- Born: Nina Kakkar 14 November 1955 (age 70) New Delhi
- Years active: 1995–present
- Spouse: Charles Bracewell-Smith ​ ​(m. 1996)​

= Nina Bracewell-Smith =

Indian businesswoman (born 1955)

 Nina, Lady Bracewell-Smith (née Kakkar; born 14 November 1955) is an Indian-born businesswoman who has since March 2013 been based in Monaco. She was a major shareholder and former non-executive director of the Premier League football club Arsenal.

==Background==
Born in Bonn, she is the daughter of an Indian diplomat. In 1996 she married Sir Charles Bracewell-Smith, 4th Baronet (of Keighley in the County of Yorkshire) at Westminster Register Office. Her husband is the younger son of the former Arsenal director Sir George Bracewell-Smith, 2nd Baronet, who was on the Arsenal board of directors from May 1953 to September 1976. Sir George was in turn the son of the former Arsenal director Sir Bracewell Smith, 1st Baronet, who was chairman from 1948 to 1962.

==Arsenal FC==
Lady Bracewell-Smith's share in Arsenal comes from the estate of Sir Bracewell Smith, which was split among his grandchildren, Sir Charles Bracewell-Smith, Clive Carr, Richard Carr and Sarah Carr, now Lady Phipps-Bagge. Sir Charles Bracewell-Smith transferred ownership of his shares to his wife, Lady Bracewell-Smith, and she was made a non-executive director of Arsenal in 2005; her appointment increased the membership of Arsenal's Board of Directors to ten.

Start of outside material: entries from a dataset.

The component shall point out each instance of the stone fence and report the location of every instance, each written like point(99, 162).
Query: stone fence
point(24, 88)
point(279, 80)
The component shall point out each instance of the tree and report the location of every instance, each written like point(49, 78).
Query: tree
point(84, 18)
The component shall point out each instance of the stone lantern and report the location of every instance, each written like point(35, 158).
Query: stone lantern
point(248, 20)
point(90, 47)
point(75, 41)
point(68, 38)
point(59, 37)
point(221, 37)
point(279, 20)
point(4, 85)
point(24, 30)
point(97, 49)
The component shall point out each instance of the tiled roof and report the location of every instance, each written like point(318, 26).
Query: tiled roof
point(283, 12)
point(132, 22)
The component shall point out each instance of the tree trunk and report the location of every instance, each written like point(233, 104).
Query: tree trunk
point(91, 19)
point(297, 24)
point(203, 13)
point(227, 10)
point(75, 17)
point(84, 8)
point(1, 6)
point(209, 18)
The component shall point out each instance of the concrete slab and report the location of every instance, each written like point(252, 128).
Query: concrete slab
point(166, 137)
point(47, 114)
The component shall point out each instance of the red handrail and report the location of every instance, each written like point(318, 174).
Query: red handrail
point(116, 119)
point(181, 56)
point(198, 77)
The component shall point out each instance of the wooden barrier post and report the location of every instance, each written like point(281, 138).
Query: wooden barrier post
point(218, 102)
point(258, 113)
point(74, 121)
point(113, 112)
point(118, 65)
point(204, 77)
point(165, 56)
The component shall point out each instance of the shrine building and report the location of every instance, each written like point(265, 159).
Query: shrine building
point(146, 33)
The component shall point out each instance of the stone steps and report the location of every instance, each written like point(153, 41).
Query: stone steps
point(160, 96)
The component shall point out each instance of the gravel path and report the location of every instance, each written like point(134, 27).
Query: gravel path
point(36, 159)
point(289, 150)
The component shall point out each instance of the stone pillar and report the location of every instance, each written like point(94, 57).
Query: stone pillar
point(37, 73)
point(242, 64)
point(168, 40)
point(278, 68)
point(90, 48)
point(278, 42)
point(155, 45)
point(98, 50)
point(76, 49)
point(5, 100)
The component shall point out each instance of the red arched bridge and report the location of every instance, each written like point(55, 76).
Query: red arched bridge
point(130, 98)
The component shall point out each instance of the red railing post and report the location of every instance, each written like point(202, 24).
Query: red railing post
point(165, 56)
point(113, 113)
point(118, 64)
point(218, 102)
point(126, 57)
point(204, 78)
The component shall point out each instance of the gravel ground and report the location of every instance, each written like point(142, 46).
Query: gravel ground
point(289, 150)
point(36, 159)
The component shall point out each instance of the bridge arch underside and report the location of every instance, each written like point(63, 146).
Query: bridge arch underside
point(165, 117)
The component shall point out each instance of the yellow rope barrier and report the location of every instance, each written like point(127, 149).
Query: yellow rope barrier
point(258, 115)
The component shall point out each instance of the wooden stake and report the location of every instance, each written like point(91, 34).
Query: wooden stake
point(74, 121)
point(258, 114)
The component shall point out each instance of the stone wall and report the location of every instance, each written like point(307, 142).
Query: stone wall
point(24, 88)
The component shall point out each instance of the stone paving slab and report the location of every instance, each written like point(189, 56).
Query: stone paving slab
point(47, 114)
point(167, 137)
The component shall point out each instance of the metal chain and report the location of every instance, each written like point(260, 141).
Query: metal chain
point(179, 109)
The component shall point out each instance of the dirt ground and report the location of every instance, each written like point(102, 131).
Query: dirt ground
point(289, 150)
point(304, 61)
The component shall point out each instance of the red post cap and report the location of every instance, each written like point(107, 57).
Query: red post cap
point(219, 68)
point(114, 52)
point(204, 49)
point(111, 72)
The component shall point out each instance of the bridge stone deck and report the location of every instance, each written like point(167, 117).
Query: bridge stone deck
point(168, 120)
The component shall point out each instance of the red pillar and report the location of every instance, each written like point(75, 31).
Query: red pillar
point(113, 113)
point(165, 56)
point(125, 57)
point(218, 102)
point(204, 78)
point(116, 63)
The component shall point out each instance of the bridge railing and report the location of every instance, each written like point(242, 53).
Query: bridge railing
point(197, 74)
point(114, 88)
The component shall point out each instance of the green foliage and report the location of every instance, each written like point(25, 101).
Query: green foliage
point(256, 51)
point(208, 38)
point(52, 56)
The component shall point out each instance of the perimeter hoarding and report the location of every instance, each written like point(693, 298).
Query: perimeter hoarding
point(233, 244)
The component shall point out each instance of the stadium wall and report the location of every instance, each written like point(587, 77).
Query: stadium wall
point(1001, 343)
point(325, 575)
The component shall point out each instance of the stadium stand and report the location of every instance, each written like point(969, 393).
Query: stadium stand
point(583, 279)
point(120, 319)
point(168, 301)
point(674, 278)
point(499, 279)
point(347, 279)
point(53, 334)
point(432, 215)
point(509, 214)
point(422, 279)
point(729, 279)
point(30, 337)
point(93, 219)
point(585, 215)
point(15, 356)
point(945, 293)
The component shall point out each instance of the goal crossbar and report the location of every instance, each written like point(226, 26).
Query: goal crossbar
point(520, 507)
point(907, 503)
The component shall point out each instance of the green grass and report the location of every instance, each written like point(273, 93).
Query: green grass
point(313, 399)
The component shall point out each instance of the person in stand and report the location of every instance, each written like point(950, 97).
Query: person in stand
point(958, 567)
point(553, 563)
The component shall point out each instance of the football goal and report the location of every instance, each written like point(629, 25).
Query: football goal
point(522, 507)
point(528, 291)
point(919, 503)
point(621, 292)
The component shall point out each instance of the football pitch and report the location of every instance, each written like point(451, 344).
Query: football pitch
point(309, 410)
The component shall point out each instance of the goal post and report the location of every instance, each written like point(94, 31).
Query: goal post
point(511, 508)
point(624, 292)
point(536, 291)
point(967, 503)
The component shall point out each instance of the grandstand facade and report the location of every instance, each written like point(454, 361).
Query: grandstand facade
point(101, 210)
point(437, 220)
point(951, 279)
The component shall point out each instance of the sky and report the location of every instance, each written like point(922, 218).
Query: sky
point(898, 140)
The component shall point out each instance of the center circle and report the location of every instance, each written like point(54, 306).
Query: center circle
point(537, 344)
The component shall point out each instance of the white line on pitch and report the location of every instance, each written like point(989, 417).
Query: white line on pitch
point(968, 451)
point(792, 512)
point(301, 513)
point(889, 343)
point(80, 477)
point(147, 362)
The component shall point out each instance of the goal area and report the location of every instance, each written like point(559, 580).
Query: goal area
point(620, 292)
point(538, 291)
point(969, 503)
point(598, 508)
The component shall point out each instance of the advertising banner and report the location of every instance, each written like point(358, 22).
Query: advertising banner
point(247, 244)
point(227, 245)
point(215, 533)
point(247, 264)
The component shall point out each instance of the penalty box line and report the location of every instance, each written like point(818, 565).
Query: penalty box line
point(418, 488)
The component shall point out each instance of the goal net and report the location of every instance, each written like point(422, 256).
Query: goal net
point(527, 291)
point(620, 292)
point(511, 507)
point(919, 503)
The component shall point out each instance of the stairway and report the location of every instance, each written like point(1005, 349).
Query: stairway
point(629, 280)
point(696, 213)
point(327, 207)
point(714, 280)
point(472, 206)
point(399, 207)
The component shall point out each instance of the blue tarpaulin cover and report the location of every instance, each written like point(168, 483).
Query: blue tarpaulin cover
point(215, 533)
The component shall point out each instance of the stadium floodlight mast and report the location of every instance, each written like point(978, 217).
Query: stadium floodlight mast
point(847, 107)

As of September 2007, Lady Bracewell-Smith owned a 15.9% stake in the club and was the third largest shareholder in the club following Danny Fiszman, with 24.11%, and Red and White Holdings, which is co-owned by Farhad Moshiri and Alisher Usmanov, which owns 24.0% of the equity. In April 2007, she joined with the other board members, her husband’s cousins, as well as Danny Fiszman and the chairman, Peter Hill-Wood, in resisting a take-over by Usmanov, which was believed to have the support of former vice-chairman David Dein. On 17 December 2008 Arsenal Holdings PLC made this announcement: "Lady Nina Bracewell-Smith will be leaving the Boards of the Company and the Club with immediate effect."

On 11 April 2011, she sold her Arsenal shares amounting to 15.9% of club's stake to Stan Kroenke.

On 1 March 2012, she was appointed but removed now Honorary Vice-President of the Club.

==Other business interests==
Lady Bracewell-Smith was also formerly a director of the Park Lane Sheraton Hotel. The Bracewell-Smith family has strong connections to hotels having previously owned the Ritz Hotel in London, which they sold in 1976, together with a large share of the Paris Ritz; they also held the majority of the shares in the Park Lane Hotel (built by Sir Bracewell Smith in 1920) until its £44m sale in 1996.

She and her husband were ranked 657th in the Sunday Times Rich List 2009 with an estimated family fortune of £85m. She is also 44th on The Sunday Times UK Asian rich list, 72nd on the women list and is in the European Rich List.